El Tribunal Supremo se ha vuelto a pronunciar sobre los clubes o asociaciones de cannabis ratificando una sentencia de un juzgado de Barcelona.

 Esta semana el Tribunal Supremo se ha vuelto a pronunciar sobre los clubes o asociaciones de cannabis ratificando una sentencia de un juzgado de Barcelona.

Los clubes para cultivo y consumo compartido de marihuana tienen que acatar ciertos requisitos. Estos serían que la totalidad de sus socios fuesen “adictos” y que se tratase de de un pequeño grupo. De esta forma se evitaría que el grupo se expandiese y “permitiendo considerarlo como un acto intimo o sin transcendencia publica” .

El pasado 19 de Noviembre, el alto Tribunal español recordó en una sentencia, por la que ratificaba una condena de hasta cuatro años de cárcel impuesta por la Audiencia Provincial de Barcelona a los fundadores de un club de cannabis. El Tribunal Supremo apoyaba la decisión de los jueces que tacharon de mera pantalla para cultivar y vender marihuana.
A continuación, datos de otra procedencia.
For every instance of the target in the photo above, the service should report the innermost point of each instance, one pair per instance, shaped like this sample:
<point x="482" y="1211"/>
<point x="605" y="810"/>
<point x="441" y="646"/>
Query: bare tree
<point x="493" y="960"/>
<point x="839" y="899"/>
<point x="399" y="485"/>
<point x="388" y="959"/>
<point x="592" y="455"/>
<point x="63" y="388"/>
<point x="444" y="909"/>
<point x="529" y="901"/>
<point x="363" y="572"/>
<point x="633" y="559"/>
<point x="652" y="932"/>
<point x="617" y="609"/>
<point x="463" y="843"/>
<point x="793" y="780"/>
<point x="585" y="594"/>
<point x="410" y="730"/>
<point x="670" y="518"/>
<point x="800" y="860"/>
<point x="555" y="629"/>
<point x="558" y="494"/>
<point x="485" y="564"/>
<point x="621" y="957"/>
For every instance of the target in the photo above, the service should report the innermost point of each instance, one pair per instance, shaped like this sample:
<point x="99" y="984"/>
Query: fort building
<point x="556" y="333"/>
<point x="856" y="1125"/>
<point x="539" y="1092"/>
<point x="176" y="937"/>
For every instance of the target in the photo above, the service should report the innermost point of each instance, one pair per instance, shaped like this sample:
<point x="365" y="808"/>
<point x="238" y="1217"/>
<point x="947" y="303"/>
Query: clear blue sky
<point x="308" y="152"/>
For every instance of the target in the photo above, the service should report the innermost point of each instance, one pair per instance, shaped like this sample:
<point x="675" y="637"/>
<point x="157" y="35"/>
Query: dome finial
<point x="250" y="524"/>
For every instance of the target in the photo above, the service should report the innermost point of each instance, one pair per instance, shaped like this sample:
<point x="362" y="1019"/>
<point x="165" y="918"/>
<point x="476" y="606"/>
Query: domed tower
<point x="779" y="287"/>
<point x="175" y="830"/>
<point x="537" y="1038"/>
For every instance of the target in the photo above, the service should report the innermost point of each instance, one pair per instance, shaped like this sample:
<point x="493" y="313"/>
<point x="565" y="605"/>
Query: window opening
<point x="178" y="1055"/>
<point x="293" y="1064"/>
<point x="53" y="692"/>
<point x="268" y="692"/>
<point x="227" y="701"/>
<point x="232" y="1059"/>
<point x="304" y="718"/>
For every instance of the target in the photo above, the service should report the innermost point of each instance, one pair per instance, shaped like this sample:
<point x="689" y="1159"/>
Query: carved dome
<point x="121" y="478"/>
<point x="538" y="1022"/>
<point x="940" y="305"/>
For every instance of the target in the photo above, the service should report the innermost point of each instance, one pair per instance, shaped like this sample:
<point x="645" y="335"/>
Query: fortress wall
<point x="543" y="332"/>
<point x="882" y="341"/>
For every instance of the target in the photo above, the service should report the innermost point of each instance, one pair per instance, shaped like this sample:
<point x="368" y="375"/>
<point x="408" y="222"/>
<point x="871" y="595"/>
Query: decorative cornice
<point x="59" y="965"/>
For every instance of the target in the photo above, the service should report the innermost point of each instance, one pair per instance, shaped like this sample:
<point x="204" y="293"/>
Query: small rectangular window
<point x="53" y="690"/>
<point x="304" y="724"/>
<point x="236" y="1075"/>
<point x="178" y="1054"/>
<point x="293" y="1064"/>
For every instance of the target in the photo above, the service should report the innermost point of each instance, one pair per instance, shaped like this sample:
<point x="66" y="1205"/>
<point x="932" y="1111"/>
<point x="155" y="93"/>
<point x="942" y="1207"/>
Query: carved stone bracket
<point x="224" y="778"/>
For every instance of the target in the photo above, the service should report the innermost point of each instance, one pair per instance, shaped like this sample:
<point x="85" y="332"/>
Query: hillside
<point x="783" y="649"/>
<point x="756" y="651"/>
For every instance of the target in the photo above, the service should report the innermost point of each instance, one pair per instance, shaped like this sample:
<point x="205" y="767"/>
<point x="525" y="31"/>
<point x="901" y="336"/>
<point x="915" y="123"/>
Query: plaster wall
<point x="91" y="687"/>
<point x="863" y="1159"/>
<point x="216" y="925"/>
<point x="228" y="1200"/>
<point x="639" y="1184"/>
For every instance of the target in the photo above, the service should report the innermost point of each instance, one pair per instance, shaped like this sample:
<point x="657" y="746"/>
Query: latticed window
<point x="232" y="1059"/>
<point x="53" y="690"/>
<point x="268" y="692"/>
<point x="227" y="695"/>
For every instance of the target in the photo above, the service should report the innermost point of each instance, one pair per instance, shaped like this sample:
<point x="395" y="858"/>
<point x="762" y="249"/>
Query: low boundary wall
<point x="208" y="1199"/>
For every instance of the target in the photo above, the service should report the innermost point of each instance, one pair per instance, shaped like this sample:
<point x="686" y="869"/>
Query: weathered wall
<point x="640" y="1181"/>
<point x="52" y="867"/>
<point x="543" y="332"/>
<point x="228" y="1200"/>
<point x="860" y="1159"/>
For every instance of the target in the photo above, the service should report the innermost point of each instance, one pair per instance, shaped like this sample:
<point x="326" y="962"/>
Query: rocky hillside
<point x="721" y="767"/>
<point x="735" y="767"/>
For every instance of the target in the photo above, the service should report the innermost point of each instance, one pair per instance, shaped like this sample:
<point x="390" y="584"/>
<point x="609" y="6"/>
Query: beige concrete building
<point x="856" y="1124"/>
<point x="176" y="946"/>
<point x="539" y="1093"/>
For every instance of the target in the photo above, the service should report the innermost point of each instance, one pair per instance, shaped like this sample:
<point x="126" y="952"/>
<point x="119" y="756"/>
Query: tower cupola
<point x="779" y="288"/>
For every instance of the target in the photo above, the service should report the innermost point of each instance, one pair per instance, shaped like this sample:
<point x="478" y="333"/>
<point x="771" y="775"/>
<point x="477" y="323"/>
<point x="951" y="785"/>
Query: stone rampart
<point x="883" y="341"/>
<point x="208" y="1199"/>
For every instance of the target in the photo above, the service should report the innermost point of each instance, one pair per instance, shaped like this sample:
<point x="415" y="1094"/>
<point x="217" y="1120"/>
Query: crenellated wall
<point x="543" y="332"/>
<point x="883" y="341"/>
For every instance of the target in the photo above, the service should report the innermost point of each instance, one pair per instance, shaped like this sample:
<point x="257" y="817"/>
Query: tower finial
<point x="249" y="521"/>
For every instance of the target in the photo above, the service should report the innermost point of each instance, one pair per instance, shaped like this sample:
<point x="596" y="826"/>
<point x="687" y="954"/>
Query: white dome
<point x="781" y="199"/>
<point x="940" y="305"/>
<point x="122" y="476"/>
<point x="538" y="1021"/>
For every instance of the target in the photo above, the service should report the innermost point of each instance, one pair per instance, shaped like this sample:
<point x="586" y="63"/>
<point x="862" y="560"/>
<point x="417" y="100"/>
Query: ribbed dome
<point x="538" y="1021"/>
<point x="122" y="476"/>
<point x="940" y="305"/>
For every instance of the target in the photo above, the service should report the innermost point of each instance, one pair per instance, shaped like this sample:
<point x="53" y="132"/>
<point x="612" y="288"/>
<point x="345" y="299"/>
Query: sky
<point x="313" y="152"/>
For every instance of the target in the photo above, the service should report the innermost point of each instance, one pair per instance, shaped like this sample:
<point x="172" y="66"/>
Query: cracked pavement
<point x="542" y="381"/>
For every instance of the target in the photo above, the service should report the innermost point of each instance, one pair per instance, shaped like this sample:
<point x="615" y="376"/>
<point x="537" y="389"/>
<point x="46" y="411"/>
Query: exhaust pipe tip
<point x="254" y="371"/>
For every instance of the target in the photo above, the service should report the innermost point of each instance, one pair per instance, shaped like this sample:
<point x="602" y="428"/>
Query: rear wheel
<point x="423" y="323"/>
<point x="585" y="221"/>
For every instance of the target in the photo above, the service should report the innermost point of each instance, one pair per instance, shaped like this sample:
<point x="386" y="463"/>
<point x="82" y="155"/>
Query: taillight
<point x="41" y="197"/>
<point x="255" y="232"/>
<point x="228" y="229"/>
Los magistrados recordaban que el consumo recreativo o el cultivo de cannabis para uso personal no estaba penado en el Código Penal, pero si que sancionaba difundir el consumo de sustancias.

Varias sentencias similares

Varias sentencias en la misma dirección ya habían marcado los limites de estos clubes para el cultivo y consumo compartido. El tribunal Supremo agrupó en esta resolución las reglas imprescindibles.

La asociación en la que sus socios estarán identificados, “ha de estar integrada por un número reducido de personas” . El consumo debe ser “en espacio cerrado o, al menos, oculto a la contemplación de terceros”. Sobre las cantidades “han de ser reducidas o insignificantes, o, cuando menos, mínima y adecuada para su consumo en una sola sesión o encuentro”.

En 2018, la Audiencia de Barcelona condenó a los fundadores del club por un delito contra la salud pública de sustancias sin causar grave daño y por asociación ilicita.

                              “La asociación es un mero instrumento ideado para dar apariencia de licitud al cultivo y distribución de la droga” dijo el Tribunal

En el club se vendía cannabis cultivado en el domicilio de los fundadores y a sus socios. La sentencia también decía, que desde su creación se comercializaba marihuana y hachís de forma indiscriminada y con el requisito de apuntar el nombre del comprador como si fuese un asociado. Los condenados habían dicho que eran de 100 a 150 socios y habían 300 registrados. La policía señaló que se podía haber vendido a más de 600 personas.